Glenn Greenwald has the details:
I've now just read a copy of the final "compromise" bill.
It's even worse than expected. When you read it, it's actually hard to believe that the Congress is about to make this into our law. Then again, this is the same Congress that abolished habeas corpus with the Military Commissions Act, and legalized George Bush's warrantless eavesdropping program with the "Protect America Act," so it shouldn't be hard to believe at all.

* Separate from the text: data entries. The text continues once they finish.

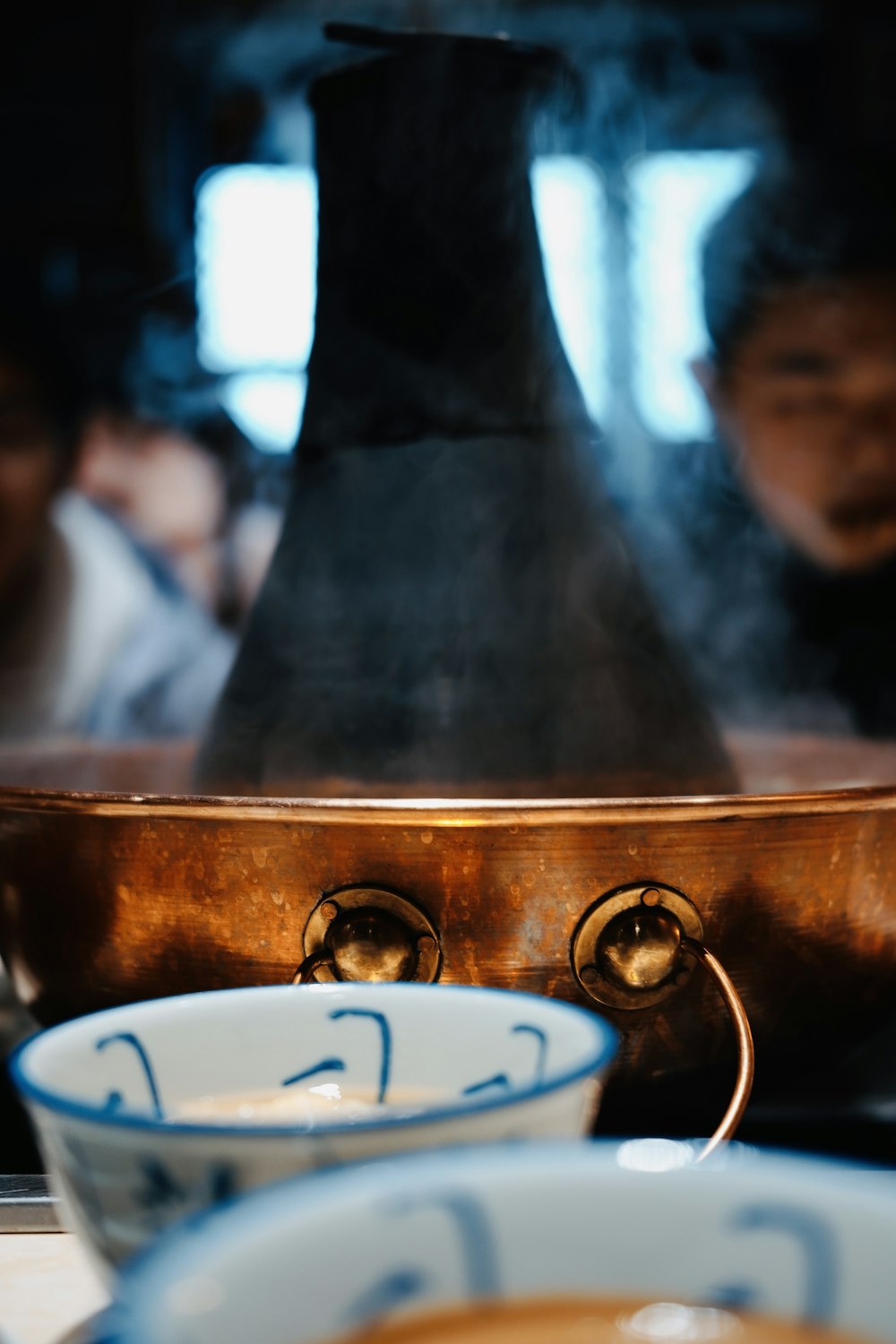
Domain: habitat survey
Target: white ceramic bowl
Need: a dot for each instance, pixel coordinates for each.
(101, 1090)
(793, 1236)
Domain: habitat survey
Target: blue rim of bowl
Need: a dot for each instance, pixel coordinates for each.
(603, 1053)
(207, 1228)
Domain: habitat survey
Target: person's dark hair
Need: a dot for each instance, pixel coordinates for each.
(43, 358)
(799, 223)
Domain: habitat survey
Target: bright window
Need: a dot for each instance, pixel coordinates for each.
(255, 282)
(675, 198)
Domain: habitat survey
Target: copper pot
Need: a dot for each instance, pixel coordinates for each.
(110, 897)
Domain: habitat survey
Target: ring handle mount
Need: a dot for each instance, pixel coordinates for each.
(368, 935)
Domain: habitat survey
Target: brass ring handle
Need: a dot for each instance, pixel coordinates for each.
(306, 973)
(745, 1053)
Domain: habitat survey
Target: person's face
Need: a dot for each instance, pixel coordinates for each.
(809, 410)
(29, 472)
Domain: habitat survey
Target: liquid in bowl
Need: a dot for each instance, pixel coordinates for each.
(597, 1320)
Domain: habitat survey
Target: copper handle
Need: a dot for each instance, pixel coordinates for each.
(306, 973)
(627, 953)
(368, 935)
(745, 1053)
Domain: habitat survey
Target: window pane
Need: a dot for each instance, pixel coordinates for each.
(570, 210)
(675, 198)
(255, 266)
(268, 408)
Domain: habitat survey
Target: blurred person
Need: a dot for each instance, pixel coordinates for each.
(777, 556)
(97, 639)
(166, 487)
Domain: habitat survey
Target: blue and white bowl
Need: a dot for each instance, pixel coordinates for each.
(790, 1236)
(104, 1091)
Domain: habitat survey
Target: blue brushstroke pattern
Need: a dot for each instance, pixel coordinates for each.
(383, 1296)
(498, 1081)
(818, 1247)
(386, 1040)
(128, 1038)
(325, 1066)
(541, 1058)
(159, 1187)
(473, 1230)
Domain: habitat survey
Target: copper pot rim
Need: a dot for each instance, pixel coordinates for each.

Seeing the words in print, though, adds a new dimension to appreciating just how corrupt and repugnant this is:
The provision granting amnesty to lawbreaking telecoms, Title VIII, has the exact Orwellian title it should have:
"Protection of Persons Assisting the Government." Section 802(a) provides:
{A} civil action may not lie or be maintained in a Federal or State court against any person for providing assistance to an element of the intelligence community, and shall be properly dismissed, if the Attorney General certifies to the district court of the United States in which such action is pending that . . . (4) the assistance alleged to have been provided . . . was --
(A) in connection with intelligence activity involving communications that was (i) authorized by the President during the period beginning on September 11, 2001, and ending on January 17, 2007 and (ii) designed to prevent or detect a terrorist attack, or activities in preparation of a terrorist attack, against the United States" and
(B) the subject of a written request or directive . . . indicating that the activity was (i) authorized by the President; and (ii) determined to be lawful.
So all the Attorney General has to do is recite those magic words -- the President requested this eavesdropping and did it in order to save us from the Terrorists -- and the minute he utters those words,
the courts are required to dismiss the lawsuits against the telecoms, no matter how illegal their behavior was. That's the "compromise" Steny Hoyer negotiated and which he is now -- according to very credible reports -- pressuring every member of the Democratic caucus to support.
It's full-scale, unconditional amnesty with no inquiry into whether anyone broke the law. In the U.S. now, thanks to the Democratic Congress, we'll have a new law based on the premise that the President has the power to order private actors to break the law, and when he issues such an order, the private actors will be protected from liability of any kind on the ground that the Leader told them to do it -- the very theory that the Nuremberg Trial rejected.